Por quem bimbalham os sinos?
Gosto de pregar no meu blog uma peça de 1º de abril que começa assim: Robert Parker morreu na Patagônia. Depois do susto inicial, explico: o famoso bandoleiro Butch Cassidy e seu companheiro Sundance Kid morreram lá, depois de roubarem bancos. O verdadeiro nome de Butch era Robert Parker. Já seu homônimo dos vinhos passa bem e continua morando em Baltimore, US$ 15 milhões mais rico. Só não é mais o crítico mais poderoso do mundo. Vendeu esta semana parte de sua publicação The Wine Advocate pelo valor anunciado.
Vai continuar editor, cobrindo Bordeaux e Rhône para o site e a newsletter, mas, aos 65 anos, seu declínio de influência é notável. E quem então é o CMPM (crítico mais poderoso do mundo) atual? Ninguém. Não haverá sucessor. Simplesmente porque o mundo mudou, se estilhaçou em microinfluências.
‘RP’. Seu sistema de pontuação simplificou o entendimento do vinho. Acontece que a graça do vinho está em ser complicado.
Quando Parker, bem intencionado e influenciado por seu ídolo, Ralph Nader, começou a publicação, não havia internet, os americanos começavam a beber vinho a sério e ele queria defender o consumidor, ensinando o que era válido comprar, explicando para o ávido mas neófito comprador de garrafas o que devia beber. Foi o homem certo no momento perfeito. De uma simples ideia, tocada com a mulher, feita com esforço, garrafas compradas com seu salário de advogado, impressos meio de fundo de quintal e distribuição atrapalhada, ganhou um poder extraordinário. Passou a determinar o gosto do maior mercado bebedor do mundo. Mais ou menos como em Guerra nas Estrelas, começou Jedi a acabou Darth Vader.

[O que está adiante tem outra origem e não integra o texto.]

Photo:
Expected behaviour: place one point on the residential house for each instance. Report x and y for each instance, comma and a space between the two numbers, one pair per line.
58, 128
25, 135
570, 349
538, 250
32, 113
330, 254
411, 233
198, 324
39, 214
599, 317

Seu grande tropeço, e a herança maldita que vai deixar por alguns anos, é o malfadado sistema de pontos. Para facilitar a vida das pessoas, passou a dar notas aos vinhos, numa escala de 90 a 100. De boa-fé. Ficava mais simples para Joe, o encanador, e Bill, o novo-rico, entenderem que vinho era melhor: o que tinha mais pontos, assim simples. Mas vinho é uma coisa deliciosamente complexa, um desafio para a vida toda. Sua graça é justamente ser complicado.
A brilhante ideia parkeriana destruiu o desafio. Vinho bom passou a ser o que tem de 90 pontos para cima, os de menos de 90 ninguém quer. Até aqui funciona assim: importadoras alardeiam os de 95 pontos RP e escondem os de 88, sem mencioná-los. Alguém (acho que Hugh Johnson) já mostrou a falha: na verdade, há apenas duas notas no sistema – acima e abaixo de 90.
Já tomei vinhos fantásticos que tinham pontuação baixa. E já tomei belas porcarias com 100 pontos (sim, 100 pontos!). Por que? Porque Parker não sabe nada? Não: porque o gosto dele é diferente do meu, do seu e do de d. Maria, que só quer um vinho gostoso para a pizza de domingo.
E também por ter várias bocas degustando em seu nome.
Os vinhos argentinos e espanhóis eram provados e pontuados pelo notório dr. Jay Miller, psicólogo amigo de Parker, que se envolveu numa falcatrua de venda de visitas para provar vinhos, importante fratura na confiabilidade da coisa, ano passado. Nem todos os pontos Parker são dados por ele, nem todos os vinhos ele provou de língua própria.
A tirania dos pontos virou maldição. E o gosto de Parker começou a determinar, para produtores mais venais, o sabor de seus vinhos, feitos para agradá-lo e ganhar alta pontuação. Mas isto não é um necrológio, embora eu espere que o sistema de pontos desapareça aos poucos.
Não haverá outro Parker. Seria um chinês, de um mercado crescente de vinhos, e influenciaria o Oriente. Mas as condições não são iguais e ele não teria o impacto global que Parker teve. RP foi um acidente do século 20, irrepetível.
É preciso dizer que o legado de Parker é positivo. Seu livro sobre Bordeaux é imprescindível. Ele fez uma ponte importante entre o caipira americano inseguro e preconceituoso contra tudo de fora e a sofisticação esnobe dos grandes châteaux. Deu a deixa para que se bebesse mais e provavelmente salvou muito vinicultor europeu da falência, permitindo que se vendesse em volume enorme para os EUA. Mas já é mais que hora de as pessoas simplesmente abrirem garrafas, provarem e decidirem se gostam ou não, sem olhar quantos pontos um cara que mora em Baltimore atribuiu àquelas safras.